不止她,就连小玲和漫音也同样惊住了,印象中夫人好像从来没有发过这么大的火。
面面相觑,心也跟着发颤。
谢晚凝的目光冷得厉害,抬手时,柴轻月大概以为她还要打她,下意识地颤抖了一下,眼神中满是恐惧。
谢晚凝的手一顿,却只从柴轻月的头上取下了一根芙蕖花样的玉簪。
见到这玉簪,她的眸光中终于多了几分温柔,然而这温柔只是一闪而过,“你去我的库房了?”
小玲闻言,悄悄抬头,越看越觉得这玉簪的样子十分熟悉,突然她灵光一闪,这不是夫人的娘亲生前留给夫人的玉簪吗?
这么重要的东西,柴小姐居然直接拿了戴!
怪不得小姐这样生气!
即便到了这个地步,柴轻月还是不肯退半步,“你一个穷酸的庶女能有什么好东西?本小姐才不屑于去你的库房呢?”
“那我的簪子为何会在你的手上?”
柴轻月扬着头,死不服输,“一个破簪子而已,你要是想要给你就是,果然只是个庶女,一个便宜簪子也这么在乎,上不得台面……”
这玉簪通体晶莹剔透,是为上等玉,芙蕖花样也雕刻得栩栩如生,可谓是世间难寻,想来饶是柴轻月这样见过大世面的嫡女,也难抵诱惑。
绝非她现在口中所说的“便宜簪子”。
谢晚凝捏了捏手中的簪子,恨恨想:真是人善被人欺,原本想着这柴轻月远道而来,又是燕玄烨的表妹,便是做做表面功夫,也不能与她起冲突,可……

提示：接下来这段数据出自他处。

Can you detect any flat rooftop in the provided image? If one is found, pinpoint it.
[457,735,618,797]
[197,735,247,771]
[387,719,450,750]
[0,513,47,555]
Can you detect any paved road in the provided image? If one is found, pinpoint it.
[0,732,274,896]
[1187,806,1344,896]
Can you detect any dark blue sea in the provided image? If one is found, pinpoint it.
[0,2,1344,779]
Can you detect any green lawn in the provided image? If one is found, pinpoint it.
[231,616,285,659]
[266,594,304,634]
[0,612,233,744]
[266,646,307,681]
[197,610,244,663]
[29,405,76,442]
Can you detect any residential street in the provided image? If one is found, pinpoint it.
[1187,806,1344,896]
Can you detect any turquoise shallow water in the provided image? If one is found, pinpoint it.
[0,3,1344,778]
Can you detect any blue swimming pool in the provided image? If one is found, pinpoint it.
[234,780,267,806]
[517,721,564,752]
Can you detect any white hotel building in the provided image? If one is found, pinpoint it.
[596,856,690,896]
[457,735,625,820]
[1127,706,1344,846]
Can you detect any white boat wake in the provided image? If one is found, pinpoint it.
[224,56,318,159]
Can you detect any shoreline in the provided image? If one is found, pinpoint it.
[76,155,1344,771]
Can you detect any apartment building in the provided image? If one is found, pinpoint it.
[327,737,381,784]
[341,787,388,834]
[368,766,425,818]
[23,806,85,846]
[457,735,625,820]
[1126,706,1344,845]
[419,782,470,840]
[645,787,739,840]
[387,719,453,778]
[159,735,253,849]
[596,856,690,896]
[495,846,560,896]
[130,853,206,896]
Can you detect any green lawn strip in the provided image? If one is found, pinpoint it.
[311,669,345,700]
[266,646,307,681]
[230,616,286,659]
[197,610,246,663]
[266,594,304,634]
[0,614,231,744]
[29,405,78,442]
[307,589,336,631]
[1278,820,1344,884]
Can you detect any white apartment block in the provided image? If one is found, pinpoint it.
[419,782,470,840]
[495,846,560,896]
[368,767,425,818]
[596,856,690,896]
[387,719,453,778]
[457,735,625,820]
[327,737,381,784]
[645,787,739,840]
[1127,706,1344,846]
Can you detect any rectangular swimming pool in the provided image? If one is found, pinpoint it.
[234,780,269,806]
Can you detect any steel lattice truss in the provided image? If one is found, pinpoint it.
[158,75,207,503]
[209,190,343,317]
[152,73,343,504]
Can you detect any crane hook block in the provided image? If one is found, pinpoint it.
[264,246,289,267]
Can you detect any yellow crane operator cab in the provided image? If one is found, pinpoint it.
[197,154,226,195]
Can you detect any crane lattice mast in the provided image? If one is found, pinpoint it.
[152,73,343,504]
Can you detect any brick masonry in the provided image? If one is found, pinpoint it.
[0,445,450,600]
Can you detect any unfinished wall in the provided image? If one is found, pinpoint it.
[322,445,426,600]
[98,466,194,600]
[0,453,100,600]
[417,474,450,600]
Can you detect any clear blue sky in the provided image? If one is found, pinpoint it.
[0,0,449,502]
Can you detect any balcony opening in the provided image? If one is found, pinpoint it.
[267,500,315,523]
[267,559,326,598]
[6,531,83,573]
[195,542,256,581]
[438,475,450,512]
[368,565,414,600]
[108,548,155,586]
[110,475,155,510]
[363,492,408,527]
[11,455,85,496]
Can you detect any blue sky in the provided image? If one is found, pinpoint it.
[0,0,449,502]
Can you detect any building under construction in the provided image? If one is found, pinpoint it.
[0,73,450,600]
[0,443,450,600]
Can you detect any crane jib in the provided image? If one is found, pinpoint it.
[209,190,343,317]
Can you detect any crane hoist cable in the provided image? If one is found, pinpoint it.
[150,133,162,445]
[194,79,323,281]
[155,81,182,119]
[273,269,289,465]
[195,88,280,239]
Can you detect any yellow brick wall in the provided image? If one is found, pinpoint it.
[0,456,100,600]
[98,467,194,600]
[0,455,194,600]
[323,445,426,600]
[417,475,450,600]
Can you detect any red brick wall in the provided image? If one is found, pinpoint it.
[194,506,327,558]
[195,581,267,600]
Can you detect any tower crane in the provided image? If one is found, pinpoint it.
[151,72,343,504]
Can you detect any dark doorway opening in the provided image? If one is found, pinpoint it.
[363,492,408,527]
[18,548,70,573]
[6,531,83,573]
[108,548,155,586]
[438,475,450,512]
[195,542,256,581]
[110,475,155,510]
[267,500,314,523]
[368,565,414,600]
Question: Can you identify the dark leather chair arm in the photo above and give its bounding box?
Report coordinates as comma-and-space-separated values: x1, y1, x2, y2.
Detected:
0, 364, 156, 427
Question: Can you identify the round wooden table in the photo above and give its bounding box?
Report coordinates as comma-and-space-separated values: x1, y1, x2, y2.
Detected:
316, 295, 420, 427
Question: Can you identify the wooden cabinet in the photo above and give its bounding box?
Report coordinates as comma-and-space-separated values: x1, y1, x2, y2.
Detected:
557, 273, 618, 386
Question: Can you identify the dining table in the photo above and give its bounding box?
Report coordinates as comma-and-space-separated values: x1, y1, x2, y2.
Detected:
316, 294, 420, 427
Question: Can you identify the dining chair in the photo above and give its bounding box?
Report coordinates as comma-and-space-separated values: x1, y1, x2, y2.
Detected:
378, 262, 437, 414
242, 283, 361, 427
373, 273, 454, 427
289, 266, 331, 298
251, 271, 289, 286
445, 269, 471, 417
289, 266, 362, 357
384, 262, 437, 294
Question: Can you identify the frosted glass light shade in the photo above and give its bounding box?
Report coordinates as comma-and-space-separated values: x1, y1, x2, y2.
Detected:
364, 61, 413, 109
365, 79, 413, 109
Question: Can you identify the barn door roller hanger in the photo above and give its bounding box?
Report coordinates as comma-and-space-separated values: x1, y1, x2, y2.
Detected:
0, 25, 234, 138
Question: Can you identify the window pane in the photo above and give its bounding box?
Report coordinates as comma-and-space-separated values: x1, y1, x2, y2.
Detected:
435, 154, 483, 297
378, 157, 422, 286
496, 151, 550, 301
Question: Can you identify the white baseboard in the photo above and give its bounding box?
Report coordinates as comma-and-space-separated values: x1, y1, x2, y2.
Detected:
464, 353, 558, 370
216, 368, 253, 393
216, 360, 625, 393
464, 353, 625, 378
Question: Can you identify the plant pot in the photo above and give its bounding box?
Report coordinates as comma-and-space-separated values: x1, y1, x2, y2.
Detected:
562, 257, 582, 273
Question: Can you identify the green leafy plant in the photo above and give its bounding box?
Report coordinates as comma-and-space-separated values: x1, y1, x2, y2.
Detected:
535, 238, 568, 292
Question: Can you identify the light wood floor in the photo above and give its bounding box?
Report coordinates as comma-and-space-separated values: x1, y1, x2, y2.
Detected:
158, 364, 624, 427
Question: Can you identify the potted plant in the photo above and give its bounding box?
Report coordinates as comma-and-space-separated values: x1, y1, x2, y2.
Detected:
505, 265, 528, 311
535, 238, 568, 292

这玉簪乃是她母亲所赠之物,刚遇到郁仲寻时,更是拿它作为定情信物与郁仲寻交换,好不容易才又从郁仲寻的手中夺回来。
夺回来后便一直放在她库房最里面最底层的箱子里。
这样想来,柴轻月定是将她的库房全翻了个遍,好在前些时候逃走时,让小玲把能折现的物件都折了现,不然若是让柴轻月看到自己库房之前的样子,保不齐要向侯爷告状,说她私吞银子之类的……
还好,小金库算是保住了。
“既然是破簪子,你又为何要取?哦,原来柴小姐知道,以你的身份只配戴些低等的首饰。”
“原来竟是我错怪柴小姐了。”谢晚凝嘴角勾着一抹不怀好意的笑。
“你!”柴轻月气得脸涨红,被打的那半边脸高高地红肿着,她的眼睛本就不大,肿起来的地方挤压着眼睛,显得更小了。
再配上她恼羞成怒的模样,颇有些滑稽。
谢晚凝悄悄捏了捏自己发麻的手,确实打得有些重,她的手都痛了。
“谢晚凝,你给我等着!等表哥回来,我一定要告诉表哥!”柴轻月捂着脸,气急败坏道。
转身走了两步,又将手中抢来的请帖狠狠摔在地上,“明日的赏雪宴我也要去,我不是在跟你商量,而是命令!”
“你以什么身份命令我?侯爷不在府中,我便是这府上最大的主子,你又算是什么东西?”
“这里是京城,不是颍阳,如果你还不收好你娇纵的性子,到时候闯了祸事,莫要回来哭哭啼啼。”
谢晚凝中气十足地说完,沉了沉气,又淡淡道:“丢人现眼。”
柴轻月气得原地打转,但也不敢再接近谢晚凝分毫,只敢隔着几米的距离,叫嚣道:“谢晚凝你好样的,你给我等着!”
谢晚凝却只是气定神闲道:“好啊,我就在这儿等着,不过我还是劝柴小姐别先只想着告状,还是先请个郎中治一治自己的脸吧!”